6) Best Actress — Noomi Rapace, The Girl With The Dragon Tattoo

The Mainstream has pretty much already declared Annette Bening to be the winner for her work in The Kids Are All Right but the Grindhouse knows that 2010 was the year of The Girl With The Dragon Tattoo.

7) Best Actress — Katie Jarvis, Fish Tank

Fish Tank probably played too early in the year to be properly remembered by the Academy but that doesn’t change the fact that it’s one of the best films of the year.  Playing an angry but naive British teen, Katie Jarvis gives a fearlessly vulnerable performance.  Just consider the harrowing scene where, after kidnapping her older lover’s daughter, she realizes what a mistake she’s made.

8 ) Best Supporting Actor — John Hawkes, Winter’s Bone

While I hope Winter’s Bone, at the very least, receives nominations for best picture, best actress for Jennifer Lawrence, and a best director nod for Debra Granik, I fear that John Hawkes will be forgotten.  That’s a shame because Hawkes, arguably, gives the strongest performance in the film.  As Lawrence’s drug addicted uncle, Hawkes is both scary and heroic.  If Lawrence represents hope for the future, Hawkes epitomizes the doom of the present.

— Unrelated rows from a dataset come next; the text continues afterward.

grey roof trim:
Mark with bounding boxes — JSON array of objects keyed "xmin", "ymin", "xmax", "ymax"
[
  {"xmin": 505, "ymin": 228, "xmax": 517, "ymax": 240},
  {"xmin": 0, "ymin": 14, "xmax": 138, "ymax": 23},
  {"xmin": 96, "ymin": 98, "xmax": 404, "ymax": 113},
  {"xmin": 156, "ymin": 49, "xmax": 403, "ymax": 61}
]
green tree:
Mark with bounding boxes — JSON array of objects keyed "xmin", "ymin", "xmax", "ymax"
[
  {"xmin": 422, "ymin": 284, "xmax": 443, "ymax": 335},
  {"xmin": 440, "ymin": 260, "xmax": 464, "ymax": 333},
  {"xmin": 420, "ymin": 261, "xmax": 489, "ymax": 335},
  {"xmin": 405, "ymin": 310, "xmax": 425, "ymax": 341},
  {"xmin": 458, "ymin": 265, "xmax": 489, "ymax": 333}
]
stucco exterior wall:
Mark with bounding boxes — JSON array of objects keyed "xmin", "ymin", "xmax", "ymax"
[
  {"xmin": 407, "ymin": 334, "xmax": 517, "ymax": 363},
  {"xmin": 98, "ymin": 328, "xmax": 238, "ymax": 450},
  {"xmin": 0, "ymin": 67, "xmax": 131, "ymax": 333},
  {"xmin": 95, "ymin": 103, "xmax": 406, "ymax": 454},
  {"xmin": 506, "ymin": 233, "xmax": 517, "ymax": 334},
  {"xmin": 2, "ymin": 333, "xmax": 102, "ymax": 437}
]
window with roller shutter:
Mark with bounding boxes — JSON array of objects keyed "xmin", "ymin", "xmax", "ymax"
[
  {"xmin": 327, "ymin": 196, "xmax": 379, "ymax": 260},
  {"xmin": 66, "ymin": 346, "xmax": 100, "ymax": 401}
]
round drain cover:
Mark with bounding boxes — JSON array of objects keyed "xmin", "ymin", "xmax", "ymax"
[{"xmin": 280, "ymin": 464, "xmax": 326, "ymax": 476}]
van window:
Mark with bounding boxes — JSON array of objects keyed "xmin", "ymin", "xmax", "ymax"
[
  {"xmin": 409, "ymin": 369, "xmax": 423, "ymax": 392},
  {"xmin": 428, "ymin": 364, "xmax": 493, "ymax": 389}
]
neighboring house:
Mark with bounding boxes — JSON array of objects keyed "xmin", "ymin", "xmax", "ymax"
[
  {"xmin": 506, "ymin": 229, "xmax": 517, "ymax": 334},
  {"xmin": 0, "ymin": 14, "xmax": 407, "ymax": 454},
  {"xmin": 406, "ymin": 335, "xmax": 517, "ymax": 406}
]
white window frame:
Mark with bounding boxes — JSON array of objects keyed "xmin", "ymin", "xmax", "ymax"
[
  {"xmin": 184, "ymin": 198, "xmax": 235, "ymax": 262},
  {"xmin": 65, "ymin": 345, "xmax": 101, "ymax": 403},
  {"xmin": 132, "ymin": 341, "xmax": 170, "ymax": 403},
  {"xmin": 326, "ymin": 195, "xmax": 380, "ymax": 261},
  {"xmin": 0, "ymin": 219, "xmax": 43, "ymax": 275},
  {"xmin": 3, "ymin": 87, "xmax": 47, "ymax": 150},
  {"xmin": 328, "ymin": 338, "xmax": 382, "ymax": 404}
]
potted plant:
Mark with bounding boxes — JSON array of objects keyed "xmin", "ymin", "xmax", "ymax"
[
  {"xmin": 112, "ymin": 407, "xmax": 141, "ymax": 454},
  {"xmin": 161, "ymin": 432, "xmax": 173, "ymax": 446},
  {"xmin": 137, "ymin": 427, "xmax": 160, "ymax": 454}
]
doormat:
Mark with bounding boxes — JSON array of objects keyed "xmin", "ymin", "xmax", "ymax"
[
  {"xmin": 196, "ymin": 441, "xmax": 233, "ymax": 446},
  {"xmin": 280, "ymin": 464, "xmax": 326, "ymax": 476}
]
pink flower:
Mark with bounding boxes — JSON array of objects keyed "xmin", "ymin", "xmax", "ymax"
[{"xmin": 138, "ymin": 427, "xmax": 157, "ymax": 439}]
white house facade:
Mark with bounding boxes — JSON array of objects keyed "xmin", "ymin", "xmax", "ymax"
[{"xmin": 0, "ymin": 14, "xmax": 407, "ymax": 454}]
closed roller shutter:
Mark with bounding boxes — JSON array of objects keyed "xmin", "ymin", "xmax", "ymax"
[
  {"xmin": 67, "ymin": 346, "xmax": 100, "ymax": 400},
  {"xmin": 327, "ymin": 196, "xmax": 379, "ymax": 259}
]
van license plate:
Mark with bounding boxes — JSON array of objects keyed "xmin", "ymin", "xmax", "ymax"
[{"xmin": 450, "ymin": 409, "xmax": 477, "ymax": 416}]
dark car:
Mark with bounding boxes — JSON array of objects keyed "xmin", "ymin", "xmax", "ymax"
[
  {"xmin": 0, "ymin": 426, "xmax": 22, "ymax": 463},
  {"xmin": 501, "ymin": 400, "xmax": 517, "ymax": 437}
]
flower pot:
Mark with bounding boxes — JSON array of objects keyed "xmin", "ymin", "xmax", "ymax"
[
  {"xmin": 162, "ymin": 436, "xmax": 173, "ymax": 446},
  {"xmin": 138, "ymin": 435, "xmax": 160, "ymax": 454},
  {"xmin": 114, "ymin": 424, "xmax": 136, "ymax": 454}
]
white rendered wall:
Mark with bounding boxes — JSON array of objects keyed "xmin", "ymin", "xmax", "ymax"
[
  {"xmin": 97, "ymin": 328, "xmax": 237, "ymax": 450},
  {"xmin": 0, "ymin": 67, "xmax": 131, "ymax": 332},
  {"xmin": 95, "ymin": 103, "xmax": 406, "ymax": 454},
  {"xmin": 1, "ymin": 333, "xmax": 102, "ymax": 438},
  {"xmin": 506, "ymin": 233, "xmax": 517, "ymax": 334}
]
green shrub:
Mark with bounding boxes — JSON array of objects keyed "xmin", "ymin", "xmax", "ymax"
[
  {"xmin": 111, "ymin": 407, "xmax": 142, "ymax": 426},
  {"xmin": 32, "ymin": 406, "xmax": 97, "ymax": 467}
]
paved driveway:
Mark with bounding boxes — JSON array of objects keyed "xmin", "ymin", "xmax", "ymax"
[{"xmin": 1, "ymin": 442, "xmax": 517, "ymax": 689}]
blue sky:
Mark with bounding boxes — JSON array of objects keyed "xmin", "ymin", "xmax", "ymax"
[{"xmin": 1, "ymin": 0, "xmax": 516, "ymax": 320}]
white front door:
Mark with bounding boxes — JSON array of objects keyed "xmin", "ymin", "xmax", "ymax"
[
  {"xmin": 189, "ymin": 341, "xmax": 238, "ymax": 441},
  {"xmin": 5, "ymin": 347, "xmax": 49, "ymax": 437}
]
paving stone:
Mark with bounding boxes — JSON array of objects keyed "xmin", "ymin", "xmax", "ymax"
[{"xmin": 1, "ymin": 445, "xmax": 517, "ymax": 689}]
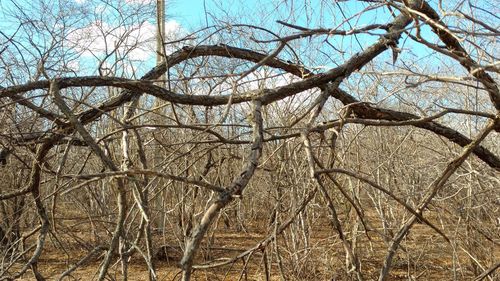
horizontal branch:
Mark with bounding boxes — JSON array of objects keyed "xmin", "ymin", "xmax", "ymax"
[
  {"xmin": 64, "ymin": 169, "xmax": 225, "ymax": 193},
  {"xmin": 330, "ymin": 88, "xmax": 500, "ymax": 170}
]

9) Best Supporting Actress — Chloe Grace Moretz, Kick-Ass

If Moretz is nominated, it’ll probably be for her performance in Let Me In.  However, good as she was in that film, I think her performance in Kick-Ass is even better.  Playing the controversial character of Hit-Girl, Moretz was the film’s foul-mouthed, borderline-psychotic heart.

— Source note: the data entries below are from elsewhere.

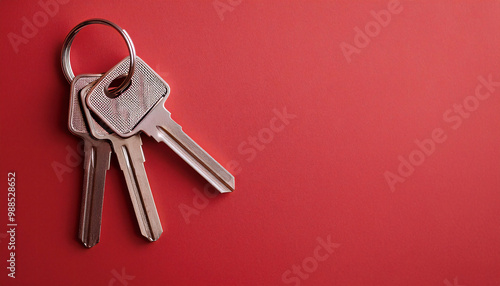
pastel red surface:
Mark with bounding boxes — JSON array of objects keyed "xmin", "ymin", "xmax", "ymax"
[{"xmin": 1, "ymin": 1, "xmax": 499, "ymax": 285}]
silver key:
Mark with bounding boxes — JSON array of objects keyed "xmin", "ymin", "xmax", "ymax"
[
  {"xmin": 68, "ymin": 75, "xmax": 112, "ymax": 248},
  {"xmin": 86, "ymin": 57, "xmax": 235, "ymax": 193},
  {"xmin": 80, "ymin": 84, "xmax": 162, "ymax": 242}
]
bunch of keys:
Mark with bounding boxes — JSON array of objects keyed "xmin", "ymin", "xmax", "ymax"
[{"xmin": 61, "ymin": 19, "xmax": 235, "ymax": 248}]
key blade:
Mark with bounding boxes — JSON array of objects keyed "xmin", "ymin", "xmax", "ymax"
[
  {"xmin": 70, "ymin": 74, "xmax": 112, "ymax": 248},
  {"xmin": 142, "ymin": 109, "xmax": 235, "ymax": 193},
  {"xmin": 109, "ymin": 134, "xmax": 163, "ymax": 241},
  {"xmin": 79, "ymin": 134, "xmax": 112, "ymax": 248},
  {"xmin": 81, "ymin": 85, "xmax": 163, "ymax": 242},
  {"xmin": 85, "ymin": 57, "xmax": 235, "ymax": 193}
]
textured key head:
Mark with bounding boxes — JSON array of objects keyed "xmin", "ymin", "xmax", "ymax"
[
  {"xmin": 68, "ymin": 75, "xmax": 101, "ymax": 136},
  {"xmin": 80, "ymin": 85, "xmax": 113, "ymax": 140},
  {"xmin": 86, "ymin": 56, "xmax": 169, "ymax": 137}
]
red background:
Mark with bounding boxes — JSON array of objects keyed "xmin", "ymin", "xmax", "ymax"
[{"xmin": 1, "ymin": 0, "xmax": 499, "ymax": 285}]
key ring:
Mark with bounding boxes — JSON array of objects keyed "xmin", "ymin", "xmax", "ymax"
[{"xmin": 61, "ymin": 18, "xmax": 136, "ymax": 95}]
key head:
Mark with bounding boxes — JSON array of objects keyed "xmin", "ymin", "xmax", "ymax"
[
  {"xmin": 80, "ymin": 84, "xmax": 115, "ymax": 140},
  {"xmin": 68, "ymin": 75, "xmax": 101, "ymax": 136},
  {"xmin": 86, "ymin": 56, "xmax": 170, "ymax": 137}
]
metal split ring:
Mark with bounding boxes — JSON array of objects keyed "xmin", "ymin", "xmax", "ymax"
[{"xmin": 61, "ymin": 18, "xmax": 135, "ymax": 95}]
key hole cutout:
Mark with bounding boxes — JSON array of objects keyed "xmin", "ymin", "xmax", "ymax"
[{"xmin": 105, "ymin": 74, "xmax": 131, "ymax": 98}]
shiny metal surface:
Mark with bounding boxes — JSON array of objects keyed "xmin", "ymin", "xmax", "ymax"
[
  {"xmin": 86, "ymin": 57, "xmax": 235, "ymax": 193},
  {"xmin": 81, "ymin": 85, "xmax": 163, "ymax": 242},
  {"xmin": 69, "ymin": 74, "xmax": 112, "ymax": 248},
  {"xmin": 86, "ymin": 57, "xmax": 167, "ymax": 137},
  {"xmin": 146, "ymin": 110, "xmax": 235, "ymax": 193},
  {"xmin": 79, "ymin": 133, "xmax": 112, "ymax": 248}
]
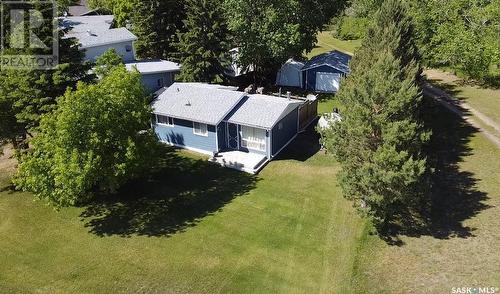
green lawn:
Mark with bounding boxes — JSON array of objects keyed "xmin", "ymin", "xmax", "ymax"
[
  {"xmin": 0, "ymin": 131, "xmax": 367, "ymax": 293},
  {"xmin": 425, "ymin": 69, "xmax": 500, "ymax": 126},
  {"xmin": 353, "ymin": 98, "xmax": 500, "ymax": 292},
  {"xmin": 1, "ymin": 93, "xmax": 499, "ymax": 292},
  {"xmin": 307, "ymin": 31, "xmax": 362, "ymax": 58}
]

10) Best Cinematography — Twelve

Yes, Twelve is a dire film that manages to turn a good book into a silly melodrama but the movie is gorgeous to look at.

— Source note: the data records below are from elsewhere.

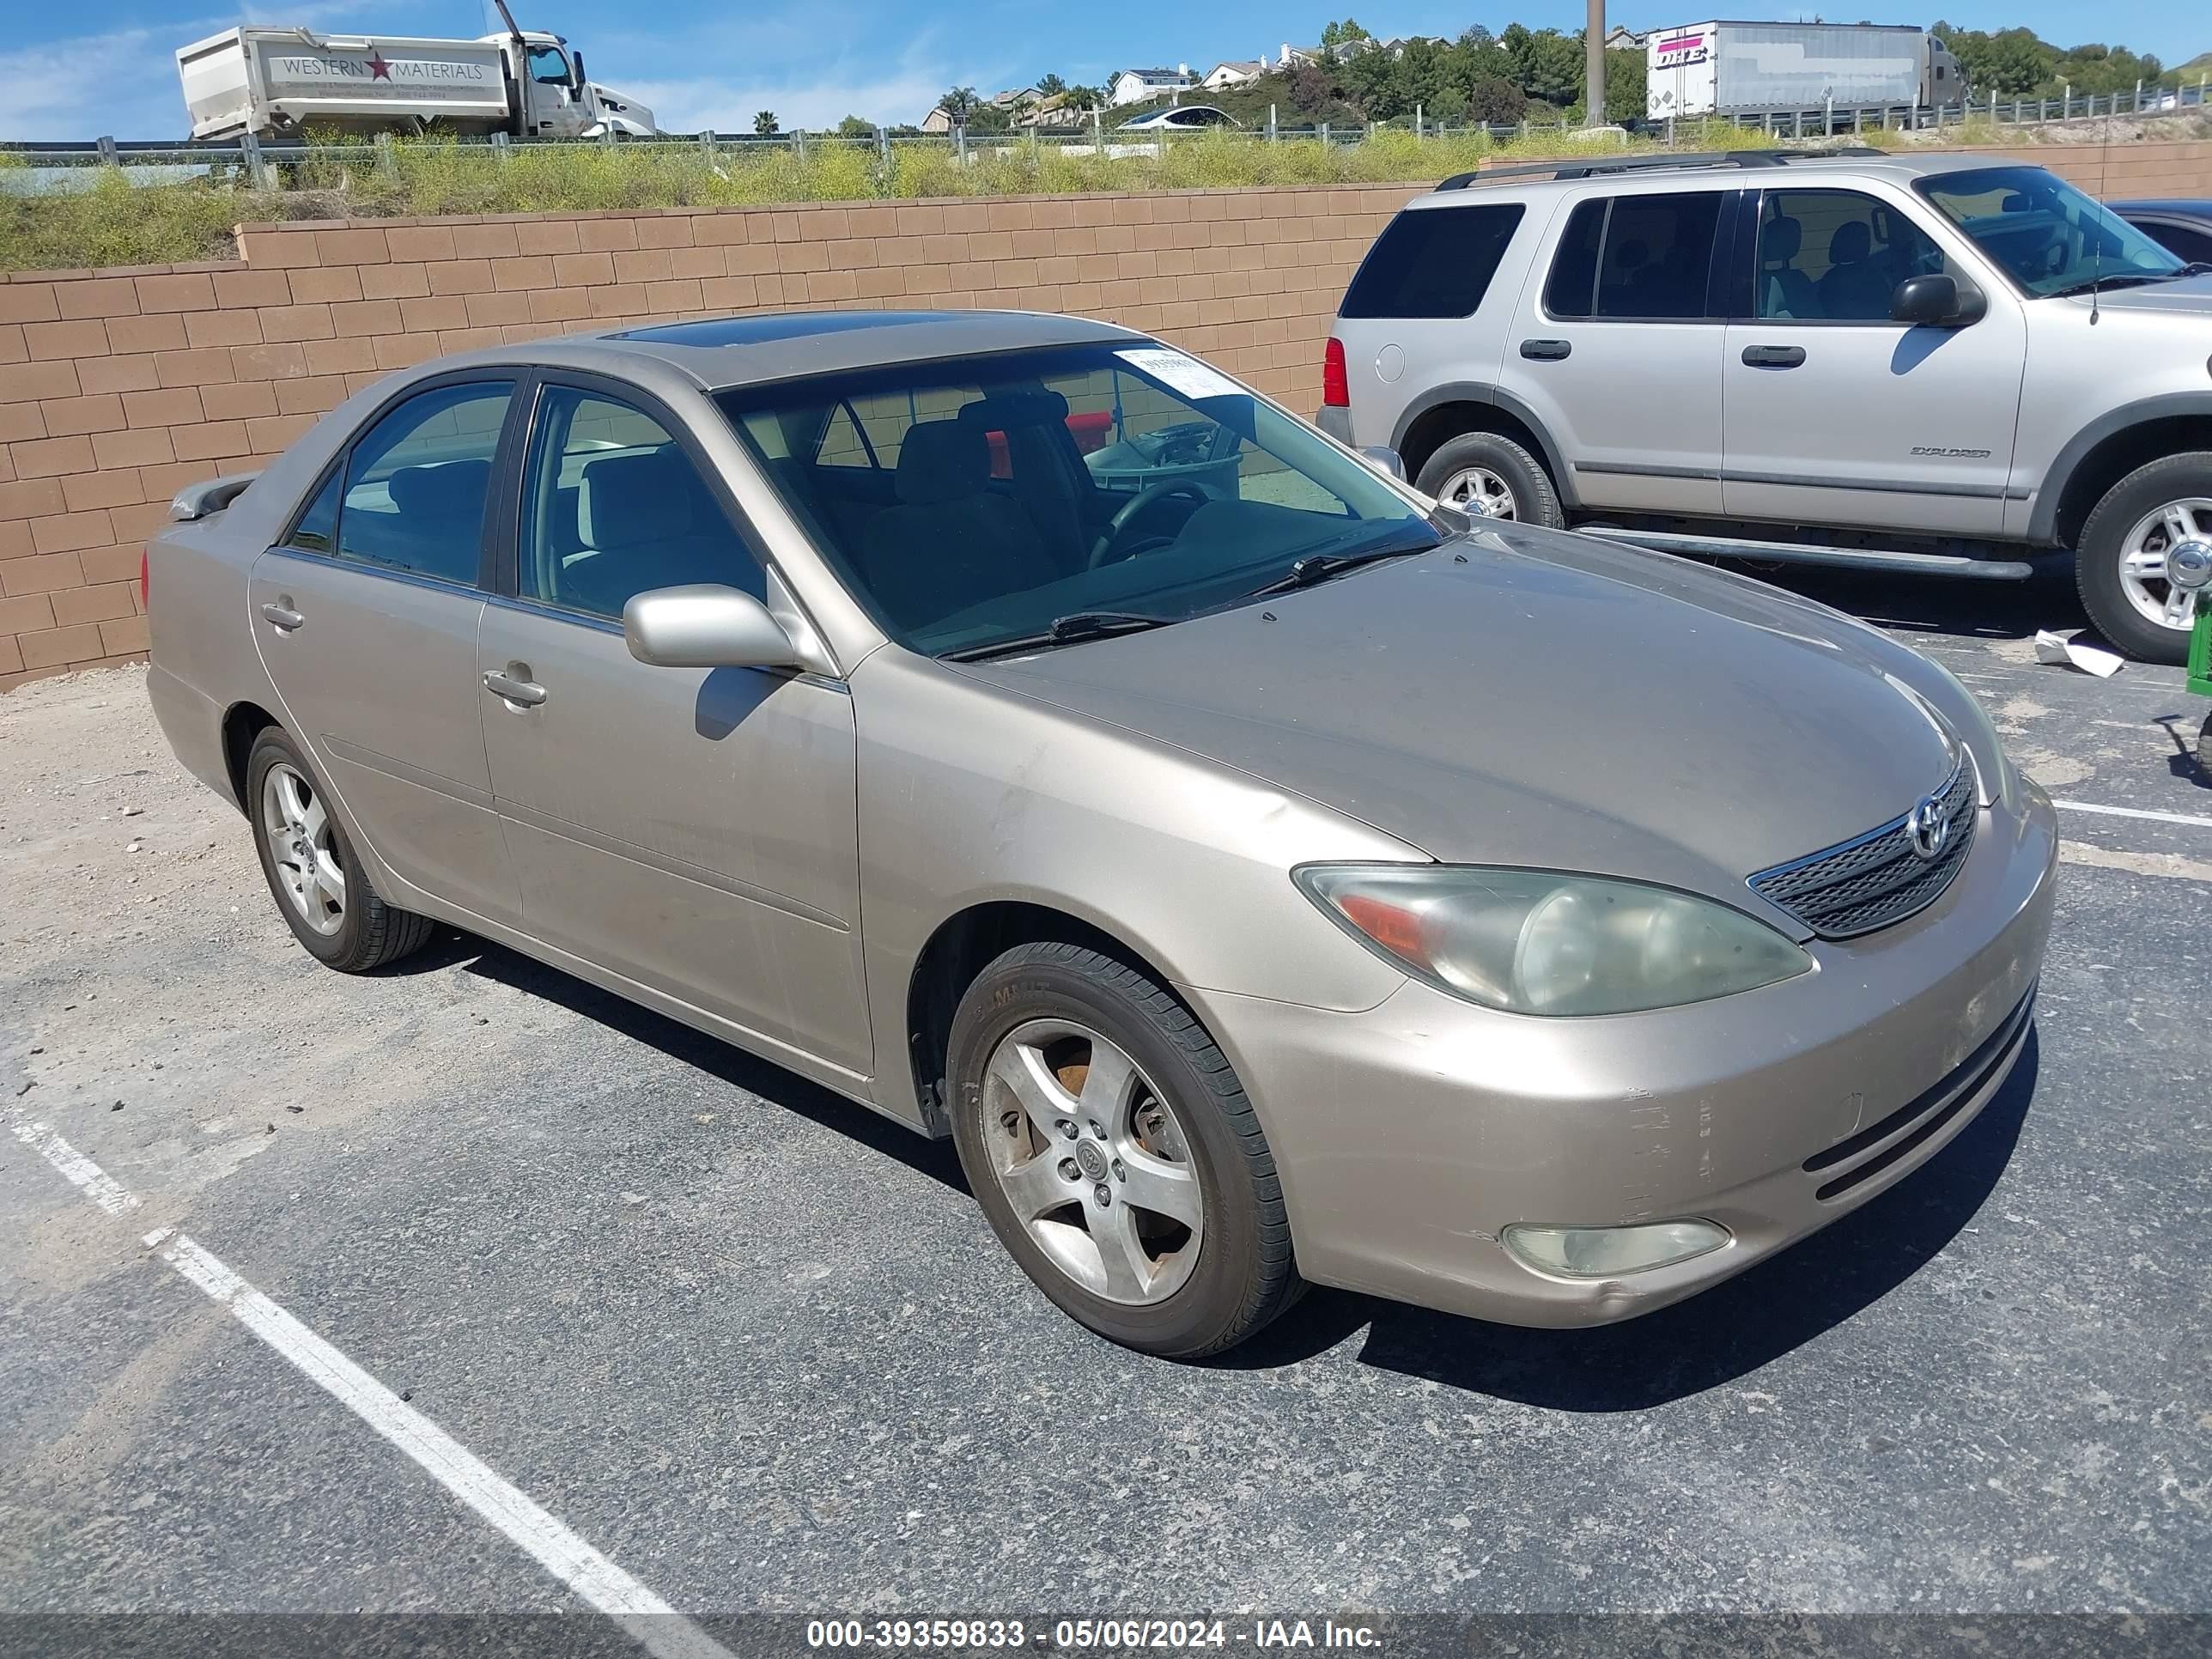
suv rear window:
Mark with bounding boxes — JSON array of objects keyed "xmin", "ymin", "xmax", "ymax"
[
  {"xmin": 1340, "ymin": 203, "xmax": 1527, "ymax": 319},
  {"xmin": 1543, "ymin": 191, "xmax": 1725, "ymax": 322}
]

11) Best Original Score — Machete

As performed by the band Chingon (which features the film’s director, Robert Rodriguez, on guitar), Machete’s score was much like the film itself: over-the-top, shameless, and a lot of fun.   In much the same way that Hans Zimmer’s score made you believe in the world of Inception, Machete’s score literally forces the viewer into the proper Grindhouse mindset.

12) Best Original Song — “Pimps Don’t Cry” from The Other Guys

Oh, why not?

13) Best Feature-Length Documentary — Best Worst Movie

A charming documentary about the making of that infamous film, Troll 2, Best Worst Movie is also a look at how a movie can be so amazingly bad that it eventually becomes a beloved classic.

14) Best Animated Feature — A Town Called Panic 

This surreal, French, stop-motion film only played for a week down here in Dallas and I nearly didn’t get to see it.  I’m glad I did because, seriously, this movie — oh my God.  The best description I’ve heard of it comes from Empire Magazine where it was referred to as being “Toy Story on absinthe.”  Of course, since apparently California can’t even handle legalized weed, it’s probably hoping too much that they’ll be willing to drink the absinthe.

As just a sidenote, isn’t the poster for A Town Called Panic just adorable?  I swear, just looking at it makes me feel happy.